This is only a problem, if you call run() not often and fast enough. In which step increments does your phyton script send commands to the stepper? And how often? Is the script you posted really the script you use together with the phyton program? Why prompting for a new position? That takes a lot of time.

 stepper.setMaxSpeed(3000);
 stepper.setAcceleration(10000);
 stepper.setSpeed(6000);

It doesn't make sense to set Speed higher than maxSpeed. And if you use the run() method it doesn't make sense to set speed at all. This is done by run() internally.

Ive limited the current to 1A from the pot on the driver. I currently dont have another driver

The python program sends an integer value which is the position the stepper must rotate to with reference to a reference position that is by default the position of the stepper when the code is first run. It sends the integer value very quickly, as fast as the python script can run.

Yes, this is the script im using to put everything together.

Can you elaborate on prompting for a new position being slow? I'm not aware about that.

Then maybe your stepper should run to a new position while its still on the way to the previous one. If you want the stepper to react fast, you must not wait until it has reached the previous position. And this

is blocking - no steps can be generated in this time. Even with 115200 baud sending this prompt needs more than 2 ms. parseInt() also needs time while no steps can be created. And it waits if no incoming bytes are present at that moment.
You need to do receiving positions and creating steps in parallel. You must call the run() method often even while you receive a new positon.
Maybe the MoToStepper class of my MobaTools library is easier for you, because it creates steps in the background - even while the positions are received at serial.

How do I do this? Accelstepper doesnt have such a function in my knowledge.
How do I also take inputs in a non-blocking manner?

Also, can I please have some documentation for MobaTools?

Cheers

It has. You can set a new target position with moveTo() at any time - you don't have to wait until the previous target has been reached. But it is important that you call run() really often- so you must not have blocking code in your sketch.
If you use MoToStepper you don't need something like run() because the step pulses are created in timer interrupts.

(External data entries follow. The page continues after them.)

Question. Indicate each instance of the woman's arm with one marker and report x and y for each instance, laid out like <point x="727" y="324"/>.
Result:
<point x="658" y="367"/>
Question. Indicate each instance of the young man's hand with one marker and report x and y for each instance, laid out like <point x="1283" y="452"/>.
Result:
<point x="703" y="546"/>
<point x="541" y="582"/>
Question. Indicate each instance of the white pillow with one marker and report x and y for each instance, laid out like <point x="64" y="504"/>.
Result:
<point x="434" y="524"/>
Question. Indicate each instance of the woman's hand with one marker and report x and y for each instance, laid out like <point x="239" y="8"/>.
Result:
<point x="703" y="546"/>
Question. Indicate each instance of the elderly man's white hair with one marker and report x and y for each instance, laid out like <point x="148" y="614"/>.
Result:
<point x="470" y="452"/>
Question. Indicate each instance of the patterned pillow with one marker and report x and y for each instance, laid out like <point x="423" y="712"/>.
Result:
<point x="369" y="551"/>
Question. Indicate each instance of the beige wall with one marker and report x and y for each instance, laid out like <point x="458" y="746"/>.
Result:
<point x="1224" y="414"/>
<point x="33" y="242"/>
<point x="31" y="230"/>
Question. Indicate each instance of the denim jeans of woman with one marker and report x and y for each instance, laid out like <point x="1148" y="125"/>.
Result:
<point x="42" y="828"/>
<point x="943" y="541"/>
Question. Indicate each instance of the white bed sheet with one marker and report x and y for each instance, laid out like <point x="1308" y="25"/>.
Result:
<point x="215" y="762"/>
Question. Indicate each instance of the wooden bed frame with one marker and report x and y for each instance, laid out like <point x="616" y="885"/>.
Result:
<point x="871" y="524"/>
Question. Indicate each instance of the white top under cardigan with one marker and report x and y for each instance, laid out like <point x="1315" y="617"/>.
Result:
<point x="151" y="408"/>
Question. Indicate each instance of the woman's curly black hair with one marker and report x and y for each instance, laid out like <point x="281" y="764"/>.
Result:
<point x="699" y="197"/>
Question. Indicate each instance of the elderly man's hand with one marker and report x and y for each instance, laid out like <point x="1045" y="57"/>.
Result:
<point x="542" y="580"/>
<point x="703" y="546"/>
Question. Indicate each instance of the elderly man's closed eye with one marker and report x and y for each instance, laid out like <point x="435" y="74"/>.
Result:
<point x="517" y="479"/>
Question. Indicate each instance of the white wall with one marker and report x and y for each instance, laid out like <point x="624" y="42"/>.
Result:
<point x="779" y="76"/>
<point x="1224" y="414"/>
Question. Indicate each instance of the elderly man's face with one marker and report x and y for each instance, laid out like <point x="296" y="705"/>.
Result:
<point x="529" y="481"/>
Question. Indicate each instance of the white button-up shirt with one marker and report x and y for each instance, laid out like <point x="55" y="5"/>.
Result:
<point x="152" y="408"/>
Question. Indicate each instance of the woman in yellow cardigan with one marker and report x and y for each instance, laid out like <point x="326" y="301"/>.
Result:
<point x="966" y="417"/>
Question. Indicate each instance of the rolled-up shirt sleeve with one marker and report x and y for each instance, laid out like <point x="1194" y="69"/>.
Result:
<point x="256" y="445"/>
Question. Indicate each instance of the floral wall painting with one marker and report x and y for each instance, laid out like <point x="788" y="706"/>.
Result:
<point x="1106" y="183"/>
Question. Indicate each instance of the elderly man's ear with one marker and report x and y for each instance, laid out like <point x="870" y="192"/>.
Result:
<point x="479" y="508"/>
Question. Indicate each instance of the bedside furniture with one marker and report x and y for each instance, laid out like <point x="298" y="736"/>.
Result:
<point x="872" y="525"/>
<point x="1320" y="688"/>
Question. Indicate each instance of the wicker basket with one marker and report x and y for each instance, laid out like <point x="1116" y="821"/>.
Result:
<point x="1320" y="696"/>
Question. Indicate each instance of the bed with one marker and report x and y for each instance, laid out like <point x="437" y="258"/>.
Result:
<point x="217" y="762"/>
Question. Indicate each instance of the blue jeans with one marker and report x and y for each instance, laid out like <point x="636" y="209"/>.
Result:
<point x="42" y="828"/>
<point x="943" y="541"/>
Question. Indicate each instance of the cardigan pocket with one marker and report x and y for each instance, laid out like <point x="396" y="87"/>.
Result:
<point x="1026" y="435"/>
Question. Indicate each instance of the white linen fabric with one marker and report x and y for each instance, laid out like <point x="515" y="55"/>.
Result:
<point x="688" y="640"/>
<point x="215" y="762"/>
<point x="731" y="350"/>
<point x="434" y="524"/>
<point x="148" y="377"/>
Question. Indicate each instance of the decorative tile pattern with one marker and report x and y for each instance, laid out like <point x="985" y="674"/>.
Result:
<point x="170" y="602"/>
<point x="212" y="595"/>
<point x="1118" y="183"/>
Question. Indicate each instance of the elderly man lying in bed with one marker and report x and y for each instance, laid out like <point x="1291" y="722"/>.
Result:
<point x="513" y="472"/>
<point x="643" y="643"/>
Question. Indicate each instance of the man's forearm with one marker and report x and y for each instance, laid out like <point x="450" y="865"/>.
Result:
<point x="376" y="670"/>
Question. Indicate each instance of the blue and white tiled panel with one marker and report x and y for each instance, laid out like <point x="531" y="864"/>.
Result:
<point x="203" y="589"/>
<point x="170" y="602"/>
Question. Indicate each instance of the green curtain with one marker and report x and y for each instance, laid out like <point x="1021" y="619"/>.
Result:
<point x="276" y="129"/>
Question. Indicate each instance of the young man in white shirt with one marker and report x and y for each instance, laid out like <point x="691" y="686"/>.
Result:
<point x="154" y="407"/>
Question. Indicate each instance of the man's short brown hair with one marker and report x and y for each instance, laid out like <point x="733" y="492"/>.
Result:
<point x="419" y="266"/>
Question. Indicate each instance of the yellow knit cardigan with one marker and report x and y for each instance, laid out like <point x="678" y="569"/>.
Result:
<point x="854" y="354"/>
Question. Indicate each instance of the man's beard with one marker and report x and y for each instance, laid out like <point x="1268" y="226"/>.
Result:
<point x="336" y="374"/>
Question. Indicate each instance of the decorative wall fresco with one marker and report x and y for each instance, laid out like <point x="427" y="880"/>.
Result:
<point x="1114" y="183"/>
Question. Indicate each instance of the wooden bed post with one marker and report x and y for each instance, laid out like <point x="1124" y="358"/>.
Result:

So the stepper turns also while blocking code.
A documentation can be found on github.. If you install the MobaTools library, the documentation pdf-file is also copied to your library folder.

In loop() check if a char has been received, and if so, store it in a char array ( one after the other). Don't wait if no char has been received, just go on. If the complete number has been received ( identified by receiving the '\r' ) you can convert the ascii number to a binary number with the atoi() function. Don't print anything in that loop(), just receive.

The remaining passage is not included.